I am no longer in journalist mode. I am now a patient, and much more concerned about the rather evil smell emanating from my bathroom, where the plumbing is less than seemly or obedient. Arrived home yesterday to a flood in the bathroom caused by a leaking tap, and while the plumber claims to have fixed both that and the recalcitrant loo, the bathroom still smells of bad drains. And the fact that there was a plunger by the lavatory when I arrived at the flat would suggest that this is not the first time that it has backed up or failed to flush properly. Ah well, the medical facilities work very well here, and so do the loos there, and the doctors and nurses have been outstanding so far, so that’s the main thing.
Such are the concerns in life while having stem cell transplant treatment. Bugger the price of petrol. My loo needs to be in pristine working order when I am neutropenic, as I really don’t fancy trying to tackle a backed-up lavatory while I have no functioning immune system.
I am also suitably grateful to be here in January, while the weather is blissful – 24 or 25 degrees C during the day, but cool at night and in the morning. Am now so glad that they had a cancellation this month at the last minute, as July – my initial date – would be far too hot for me.
I can see on the white wall beside my bed the tiny bloodied corpses of the dead mosquitoes killed by an earlier resident. In one case, he or maybe she kindly also left the imprint of his trainer on the wall as well. Though I imagine it’s a he, given the size of the trainer. I suspect there would be rather more mosquitos in the summer months than now. Have only noticed one mozzie so far, outside the hospital where we had an ECG and neurology appointment the other day.

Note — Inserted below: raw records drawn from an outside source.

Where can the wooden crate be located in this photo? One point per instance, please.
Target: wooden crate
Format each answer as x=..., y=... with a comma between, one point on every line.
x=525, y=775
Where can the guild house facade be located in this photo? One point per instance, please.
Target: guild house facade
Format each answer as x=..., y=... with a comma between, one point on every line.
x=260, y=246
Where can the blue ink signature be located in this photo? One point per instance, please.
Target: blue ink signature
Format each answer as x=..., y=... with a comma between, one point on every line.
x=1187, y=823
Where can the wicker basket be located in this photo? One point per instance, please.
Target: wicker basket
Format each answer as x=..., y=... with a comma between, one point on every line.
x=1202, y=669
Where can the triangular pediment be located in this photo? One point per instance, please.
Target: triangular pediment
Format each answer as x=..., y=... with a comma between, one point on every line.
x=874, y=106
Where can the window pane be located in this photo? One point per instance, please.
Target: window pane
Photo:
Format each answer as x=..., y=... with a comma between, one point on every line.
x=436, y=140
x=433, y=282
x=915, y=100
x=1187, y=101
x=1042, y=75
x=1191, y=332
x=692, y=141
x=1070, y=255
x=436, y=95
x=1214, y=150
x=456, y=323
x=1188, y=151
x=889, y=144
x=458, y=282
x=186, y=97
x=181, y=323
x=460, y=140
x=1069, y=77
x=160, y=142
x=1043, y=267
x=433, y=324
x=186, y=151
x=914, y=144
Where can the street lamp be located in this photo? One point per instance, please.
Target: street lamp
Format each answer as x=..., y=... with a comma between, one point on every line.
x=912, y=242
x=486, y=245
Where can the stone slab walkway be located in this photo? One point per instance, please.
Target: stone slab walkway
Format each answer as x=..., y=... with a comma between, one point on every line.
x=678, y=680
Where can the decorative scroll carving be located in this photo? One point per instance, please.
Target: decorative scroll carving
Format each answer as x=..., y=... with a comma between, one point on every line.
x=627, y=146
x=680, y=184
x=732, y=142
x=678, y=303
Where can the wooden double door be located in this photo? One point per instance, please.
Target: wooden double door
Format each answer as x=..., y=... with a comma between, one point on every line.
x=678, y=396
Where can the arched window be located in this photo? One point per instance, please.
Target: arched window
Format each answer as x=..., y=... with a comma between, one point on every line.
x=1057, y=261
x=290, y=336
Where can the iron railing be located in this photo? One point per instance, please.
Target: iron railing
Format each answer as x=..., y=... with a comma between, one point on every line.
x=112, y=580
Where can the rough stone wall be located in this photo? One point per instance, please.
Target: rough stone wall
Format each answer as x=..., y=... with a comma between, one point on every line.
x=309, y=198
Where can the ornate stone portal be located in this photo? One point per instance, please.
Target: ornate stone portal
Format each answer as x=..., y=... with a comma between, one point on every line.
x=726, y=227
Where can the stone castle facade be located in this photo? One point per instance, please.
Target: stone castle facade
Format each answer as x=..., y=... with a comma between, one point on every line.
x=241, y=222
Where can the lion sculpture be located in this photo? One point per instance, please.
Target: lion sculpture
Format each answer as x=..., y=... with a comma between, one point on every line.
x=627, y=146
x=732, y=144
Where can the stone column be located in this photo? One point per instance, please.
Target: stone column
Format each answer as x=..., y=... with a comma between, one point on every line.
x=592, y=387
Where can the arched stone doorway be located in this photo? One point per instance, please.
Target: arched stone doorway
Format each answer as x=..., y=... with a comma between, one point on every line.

It’s almost 10pm here now, and the looting and blogging can wait until tomorrow. I am taking my aching, 49 and a half year old bones-with-growing-pains to bed. It’s time to sleep. And perhaps to dream of a life in which MS is banished or at least halted. 50% chance of it being halted, 25% chance of some symptoms reversing. And the 0.8% mortality rate for stem cell transplants for MS applies in general but hopefully not here, as Clinica Ruiz made sure to tell us on the very first day that in almost 300 international MS patients transplanted with HSCT, they have not (yet) lost a single one.
Maybe I shouldn’t make that my last words for today. Let’s make them to sleep and to hope.
Caroline, like other ‘bushloggers’ (ex Bush house news staff) I had my attention drawn to this by Richo. I’m sorry to hear the story but you tell it so well it’s quite gripping. Fingers crossed it works for the best and you’ll feel a lot better soon.